Reports: BMS whittles China sales operation by 1,000

GlaxoSmithKline ($GSK) had to cough up $500 million to extricate itself from a nasty bribery scandal in China, but the corruption crackdown it got caught in has changed the way drugmakers do business there, leading to new approaches and new organizational structures. For Bristol-Myers Squibb ($BMY), it means a smaller structure, with much of the shrinkage coming in the sales ranks.

For its part, Bristol-Myers is being circumspect about the number and kinds of layoffs it has made in the country, but China Daily, citing Chinese media, says the drugmaker recently laid off 1,000 employees, most of them sales representatives.

"As part of our organizational evolution, we are reviewing and determining the appropriate structure and size of the organization with the objective to best serve our patients in China," the company said in an emailed statement. "We will make every effort to minimize the impact on individuals and to treat all impacted employees fairly in accordance with applicable laws and regulations of China." It went on to say BMS remains committed to long-term operations in China but did not say at what level.

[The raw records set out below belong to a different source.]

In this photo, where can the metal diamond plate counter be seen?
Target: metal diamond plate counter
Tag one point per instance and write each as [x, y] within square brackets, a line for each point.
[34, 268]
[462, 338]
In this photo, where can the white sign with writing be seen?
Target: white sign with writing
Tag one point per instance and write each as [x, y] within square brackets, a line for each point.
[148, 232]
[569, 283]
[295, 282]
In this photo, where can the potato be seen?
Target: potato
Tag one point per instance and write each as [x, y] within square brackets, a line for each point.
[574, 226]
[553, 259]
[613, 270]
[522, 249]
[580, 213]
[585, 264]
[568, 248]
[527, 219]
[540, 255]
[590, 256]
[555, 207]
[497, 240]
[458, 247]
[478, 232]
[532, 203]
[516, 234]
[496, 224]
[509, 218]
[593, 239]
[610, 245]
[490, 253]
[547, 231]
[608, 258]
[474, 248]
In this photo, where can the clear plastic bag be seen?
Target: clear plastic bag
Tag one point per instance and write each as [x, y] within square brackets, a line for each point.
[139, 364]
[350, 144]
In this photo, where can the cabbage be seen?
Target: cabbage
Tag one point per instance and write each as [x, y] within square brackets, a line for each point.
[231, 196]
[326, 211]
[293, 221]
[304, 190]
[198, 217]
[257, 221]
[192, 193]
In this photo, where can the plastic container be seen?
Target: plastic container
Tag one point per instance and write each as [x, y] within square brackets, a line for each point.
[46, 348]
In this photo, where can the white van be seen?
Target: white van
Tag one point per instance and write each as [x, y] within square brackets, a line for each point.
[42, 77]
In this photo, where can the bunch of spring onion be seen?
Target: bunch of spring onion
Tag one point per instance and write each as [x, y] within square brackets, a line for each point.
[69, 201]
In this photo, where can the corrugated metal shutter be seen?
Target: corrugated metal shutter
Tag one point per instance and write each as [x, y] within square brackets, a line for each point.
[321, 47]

Chinese authorities last year accused GSK of juicing its sales in China by paying bribes to doctors and hospital administrators through a travel slush fund to prescribe and buy its drugs. While no other company has been named by Chinese investigators for similar problems, BMS acknowledged in its third-quarter 10-Q that it is cooperating with a Justice Department and Securities and Exchange Commission investigation into its sales and marketing in some foreign countries and "[i]n particular, the company is investigating certain sales and marketing practices in China."

While the chill on business in China has been warmed by the passage of time, experts say the situation is not what it used to be. "What we know is that sales representatives' access to hospitals in general, and physicians specifically, is not going to be as easy and readily available as it has been in the past," Benjamin Shobert, managing director of Rubicon Strategy Group in the U.S., told China Daily. "So, multinational pharmaceutical companies must find new, innovative ways of accessing these key opinion leaders."

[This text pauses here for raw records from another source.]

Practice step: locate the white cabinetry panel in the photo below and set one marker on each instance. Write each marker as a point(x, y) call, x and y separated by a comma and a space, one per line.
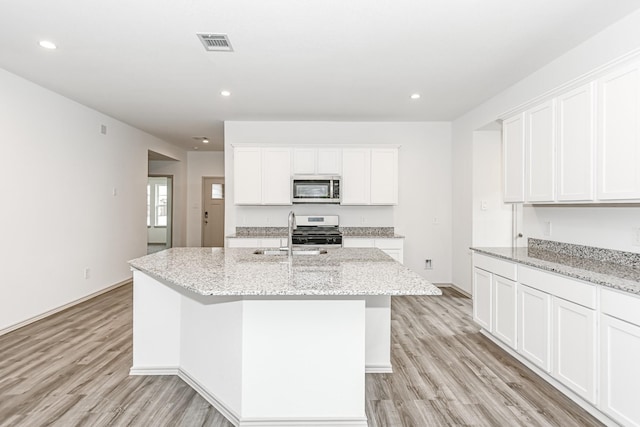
point(534, 326)
point(620, 370)
point(276, 176)
point(356, 176)
point(482, 298)
point(504, 313)
point(576, 144)
point(540, 155)
point(513, 151)
point(619, 134)
point(574, 347)
point(262, 176)
point(247, 175)
point(384, 176)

BMS has another factor at play in China affecting its sales. It went into China with a big push in diabetes meds. But last year it agreed to sell to partner AstraZeneca ($AZN) its half of a diabetes drug development operation they shared. The China diabetes business was transferred to the U.K. company in the third quarter. The company declined to say how many employees were affected by that deal and whether AstraZeneca picked up those employees.